Из некогда детской комнаты, вынесли арфу, к которой вечность никто не прикасался; в гостиной из библиотеки переехало нарядное пианино с изображенными ангелами с обратной стороны крышки. Пригласили несколько музыкантов, которые каждый вечер должны были исполнять любимые мелодии миссис Майерсон.

Все это ужасно раздражало Эмму, с ней, как хозяйкой дома, никто не посоветовался, а еще эта старая служанка, которая теперь без зазрения совести руководила штатом слуг и раздавала им множество поручений. Этим утром леди Файнел с огромным опозданием выпила чашечку чая, ведь даже ее камеристка была отослана по поручению.

— Нет, это уже предел! — отчаянье вырвалось у Эммы, она даже начала хандрить, — В моем доме я забыта слугами, только потому, что старая челядь, от которой любая достопочтенная дама давно бы избавилась, имеет право голоса и, не советуясь, пользуется им.

Последние слова она произнесла, нервно расхаживая по комнате, Диана взялась разливать чай и, молча, с ней соглашалась, а Джулия удобно разместилась на подоконнике с книгой и поглядывала, что творится за пределами этого дома, чтобы сообщить, когда подъедет экипаж.

— … миссис Майерсон — змея, я знаю, зачем она решила погостить, мне давно известны ее коварные планы.

— Душенька моя, — ласково обращалась Диана к сестре, — она ничего не может сделать тебе, ты выше ее по положению, твоя падчерица должна считаться с тобой.

— Нет, я знаю, что задумала моя достопочтенная «приемная доченька».

— Запомни, любое коварство мы постараемся предотвратить, я же с тобой.

— Как хорошо, что ты приехала, мне стоит поблагодарить твою непокорную дочь за это.

Джулия с удивлением уставилась на тетушку:

— Вот уж кого-кого, а Пенелопу благодарить не стоит, она этого не заслужила, — сколько же неприятной горечи прозвучало в этих речах.

— Она специально привезет сюда своего сыночка, — продолжала Эмма, погруженная в свои размышления, — в ее планах выбить для этого гаденыша долю наследства положенного Мориссону по праву.

Брошенная фраза сразу вызвала интерес у Дианы и Джулии.

— Да, да, — продолжала Эмма, — дорогие мои, наша достопочтенная миссис Майерсон может оказаться в скорости нищенкой, их семья в затруднительном положении, — она злорадно улыбнулась.
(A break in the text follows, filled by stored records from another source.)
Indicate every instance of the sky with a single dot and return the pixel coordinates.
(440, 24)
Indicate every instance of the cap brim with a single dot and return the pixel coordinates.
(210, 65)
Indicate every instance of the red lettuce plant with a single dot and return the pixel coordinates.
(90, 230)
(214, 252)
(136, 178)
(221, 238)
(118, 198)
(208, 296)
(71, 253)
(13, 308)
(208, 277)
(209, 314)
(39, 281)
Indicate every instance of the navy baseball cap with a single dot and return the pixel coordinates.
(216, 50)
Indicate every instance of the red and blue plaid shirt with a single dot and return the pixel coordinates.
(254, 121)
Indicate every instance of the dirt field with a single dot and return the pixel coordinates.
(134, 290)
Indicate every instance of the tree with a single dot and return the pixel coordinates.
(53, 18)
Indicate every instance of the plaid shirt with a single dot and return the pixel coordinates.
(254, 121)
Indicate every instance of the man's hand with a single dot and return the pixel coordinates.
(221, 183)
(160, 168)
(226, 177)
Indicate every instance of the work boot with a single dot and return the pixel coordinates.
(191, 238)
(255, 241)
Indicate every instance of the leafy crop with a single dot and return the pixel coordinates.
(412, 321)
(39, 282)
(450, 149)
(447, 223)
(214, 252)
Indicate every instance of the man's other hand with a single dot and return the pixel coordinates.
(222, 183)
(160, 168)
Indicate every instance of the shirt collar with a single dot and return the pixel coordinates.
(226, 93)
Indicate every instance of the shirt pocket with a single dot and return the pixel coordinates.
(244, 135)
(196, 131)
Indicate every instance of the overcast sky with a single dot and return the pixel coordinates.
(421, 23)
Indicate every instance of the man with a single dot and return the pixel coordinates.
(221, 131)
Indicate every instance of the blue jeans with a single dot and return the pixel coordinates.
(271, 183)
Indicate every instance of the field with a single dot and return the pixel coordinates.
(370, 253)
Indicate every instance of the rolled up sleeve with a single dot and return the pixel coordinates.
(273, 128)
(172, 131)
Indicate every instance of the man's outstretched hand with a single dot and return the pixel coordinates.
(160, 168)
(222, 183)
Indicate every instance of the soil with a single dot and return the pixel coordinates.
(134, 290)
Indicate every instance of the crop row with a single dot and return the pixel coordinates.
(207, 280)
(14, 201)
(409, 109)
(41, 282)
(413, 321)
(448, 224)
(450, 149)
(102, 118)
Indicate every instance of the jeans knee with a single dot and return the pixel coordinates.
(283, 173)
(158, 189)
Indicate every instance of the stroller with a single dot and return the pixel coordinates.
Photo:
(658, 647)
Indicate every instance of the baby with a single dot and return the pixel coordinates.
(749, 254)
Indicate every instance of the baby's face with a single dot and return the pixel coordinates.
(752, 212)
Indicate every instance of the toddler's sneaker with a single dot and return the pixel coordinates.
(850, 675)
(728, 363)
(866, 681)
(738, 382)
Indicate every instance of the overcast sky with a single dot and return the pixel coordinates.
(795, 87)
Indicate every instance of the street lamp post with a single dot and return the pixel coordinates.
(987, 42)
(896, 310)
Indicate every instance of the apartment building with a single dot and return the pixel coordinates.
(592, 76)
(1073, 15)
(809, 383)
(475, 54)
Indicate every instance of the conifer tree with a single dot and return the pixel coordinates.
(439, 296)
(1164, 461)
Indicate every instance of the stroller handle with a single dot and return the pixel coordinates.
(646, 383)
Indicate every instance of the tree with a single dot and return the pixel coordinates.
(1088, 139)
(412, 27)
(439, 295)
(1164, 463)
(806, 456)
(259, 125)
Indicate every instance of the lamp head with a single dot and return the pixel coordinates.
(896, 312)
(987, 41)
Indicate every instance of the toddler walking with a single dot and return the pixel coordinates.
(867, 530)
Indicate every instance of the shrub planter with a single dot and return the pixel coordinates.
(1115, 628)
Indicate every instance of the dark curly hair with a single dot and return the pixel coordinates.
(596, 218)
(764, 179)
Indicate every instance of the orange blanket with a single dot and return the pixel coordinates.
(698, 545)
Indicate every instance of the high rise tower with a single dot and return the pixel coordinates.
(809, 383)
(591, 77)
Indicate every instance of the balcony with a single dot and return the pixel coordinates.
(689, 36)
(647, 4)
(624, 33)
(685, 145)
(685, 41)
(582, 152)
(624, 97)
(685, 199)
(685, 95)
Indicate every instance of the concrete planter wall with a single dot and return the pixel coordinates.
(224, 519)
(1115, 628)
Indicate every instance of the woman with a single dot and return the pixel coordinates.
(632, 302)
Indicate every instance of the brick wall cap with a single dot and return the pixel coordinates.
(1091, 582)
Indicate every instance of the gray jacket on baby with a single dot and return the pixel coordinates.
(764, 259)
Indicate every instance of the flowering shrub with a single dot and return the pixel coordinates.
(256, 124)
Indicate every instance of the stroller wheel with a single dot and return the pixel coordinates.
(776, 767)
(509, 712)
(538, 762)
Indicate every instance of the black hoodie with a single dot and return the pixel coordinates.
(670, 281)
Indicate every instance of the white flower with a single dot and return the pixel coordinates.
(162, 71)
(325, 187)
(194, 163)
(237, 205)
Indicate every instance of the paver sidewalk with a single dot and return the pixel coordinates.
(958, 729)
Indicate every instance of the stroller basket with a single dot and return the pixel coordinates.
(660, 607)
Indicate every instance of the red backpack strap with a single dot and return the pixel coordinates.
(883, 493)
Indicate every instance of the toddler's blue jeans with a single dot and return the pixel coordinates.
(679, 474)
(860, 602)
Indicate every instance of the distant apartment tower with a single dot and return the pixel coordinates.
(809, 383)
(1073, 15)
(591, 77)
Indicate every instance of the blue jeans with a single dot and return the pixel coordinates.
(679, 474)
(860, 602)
— Откуда тебе известно это?

— Пусть она живет хоть за океаном, я все равно буду знать, что творится в ее доме, у нас всегда найдется пара-тройка общих знакомых.

Тем временем коляска запряженная четверкой лошадей въезжала на территорию особняка, лаяли две борзые и слышались голоса встречающих слуг.

— Вот и гости пожаловали, — сообщила Джулия со своего смотрового пункта.

Две дамы окружили ее, всматриваясь в заоконный пейзаж, спустя минуту Эмма молвила:

— Что ж, мои дорогие, вам представилось лично познакомиться со здравствующей ехидной.

Дверцы открылись, из экипажа вышла маленькая, полненькая дама в красивом дорожном костюме и шляпке, скрывающей ее лицо. Руку ей подал дворецкий, вот уже и всадник подъехал и шустро спрыгнул со скакуна. Его лошадь отвел слуга, а сам господин, поддерживая даму, вошел в дом. Его так же невозможно было рассмотреть, ибо черный плащ надежно скрывал фигуру.

Леди Файнел не сочла нужным немедля спуститься вниз и поприветствовать гостей, в такие дни она всячески старалась избегать дочь мужа, когда миссис Майерсон приезжала с визитом.

— Эмма, ты рискуешь впасть в немилость мужа.

— Диана, я сегодня, впрочем, как и вчера, слегка приболела, выйду к ужину.